- Born: Gloria Folerin Yeside Ojulari 6 November 1950 London, England, UK
- Died: June 2024 (aged 73) Colombia
- Education: Norwich School of Art and Design, BA, 1996
- Occupations: Artist; educator;
- Children: 1
- Website: gloria-ojulari-sule.weebly.com

= Gloria Ojulari Sule =

British artist and educator (1950–2024)

Gloria Folerin Yeside Ojulari Sule (6 November 1950 – June 2024) was a British artist and educator based in Bristol. Sule's work explored cultural identity, in particular the identities of mixed race people in the United Kingdom.

==Early life and education==
Sule was born Gloria Folerin Yeside Ojulari on 6 November 1950 in London to a British mother and a Yoruba Nigerian father. The racism faced by her parents as a mixed race couple evidently led to their separation, after which Sule and her brother where placed in a children’s home in Suffolk.

In 1996, Sule graduated for the from the Norwich School of Art and Design with a BA in Fine Art Painting. Sule also held a City and Guilds Certificate in Further Adult Education Teaching.

==Career==
Following graduation, Sule moved to Bristol. To promote art in her local community, Sule has participated in community arts, adult education and early years education. As part of the renewal scheme of St Paul's, Bristol, she painted a well-known mural, covering seven metres on the side of a building in St Paul's. She has also painted shop signs for the Renewal Scheme, murals in Brighton Street and fascia in St Agnes, Bristol. In 2002 she worked as artist researcher advising the planning and development of St Paul's Learning and Family Centre, a community centre in St Pauls, Bristol.

A textile artwork What's our Story (2010) was commissioned by Brent Museum in response to the British Museum's touring exhibition Fabric of a Nation.

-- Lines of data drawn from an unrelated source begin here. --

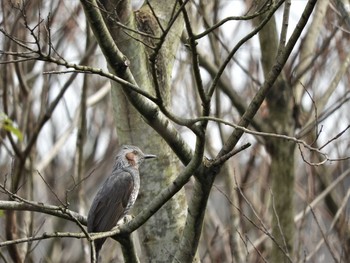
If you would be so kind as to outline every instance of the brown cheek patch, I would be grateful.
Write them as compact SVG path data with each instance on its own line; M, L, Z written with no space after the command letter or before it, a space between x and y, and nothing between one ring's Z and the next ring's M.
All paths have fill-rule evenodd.
M135 154L127 153L125 157L131 165L135 165Z

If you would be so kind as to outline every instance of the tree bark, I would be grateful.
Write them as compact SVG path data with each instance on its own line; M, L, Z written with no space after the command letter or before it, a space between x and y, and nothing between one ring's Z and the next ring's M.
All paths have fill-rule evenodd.
M145 91L154 94L154 85L157 81L161 88L162 99L169 106L173 54L175 54L179 44L182 23L174 23L167 40L156 56L156 80L153 79L150 64L150 55L153 50L146 45L155 46L157 41L152 37L141 36L138 33L121 29L115 24L115 21L118 21L134 30L160 37L162 31L158 22L162 24L163 28L167 27L172 17L174 1L148 2L149 5L145 4L136 12L131 10L128 1L119 1L117 4L113 1L102 1L102 4L105 10L116 10L113 20L108 18L109 13L106 12L105 21L116 45L127 58L136 83ZM157 14L157 17L153 12ZM112 101L119 143L134 144L144 152L158 156L156 161L148 162L141 167L141 189L134 208L134 213L138 213L145 204L148 204L154 196L175 179L179 164L170 147L143 121L141 115L128 101L120 85L115 82L112 83ZM152 259L153 262L167 262L173 257L179 235L183 230L186 212L185 194L181 190L139 229L142 254L146 256L141 261L146 262Z

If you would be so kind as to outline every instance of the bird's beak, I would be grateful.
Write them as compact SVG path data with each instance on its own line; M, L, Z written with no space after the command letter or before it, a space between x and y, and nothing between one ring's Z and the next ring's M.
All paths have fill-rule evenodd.
M157 155L154 154L145 154L145 159L157 158Z

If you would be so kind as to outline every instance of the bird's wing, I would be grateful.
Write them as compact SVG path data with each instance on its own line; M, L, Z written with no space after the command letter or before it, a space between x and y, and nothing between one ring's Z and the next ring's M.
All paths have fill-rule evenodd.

An interactive costume designed for two children to wear at the same time, it was inspired by Egungun masquerade costumes worn at Yoruba festivals, Ghanaian kente and adinkra cloth, and contemporary African artwork.

In 2018, Ojulari Sule relocated to Buenaventura, Colombia to live with her daughter. Sule later settled in Cali.

In June 2024, Sule died in Colombia aged 73.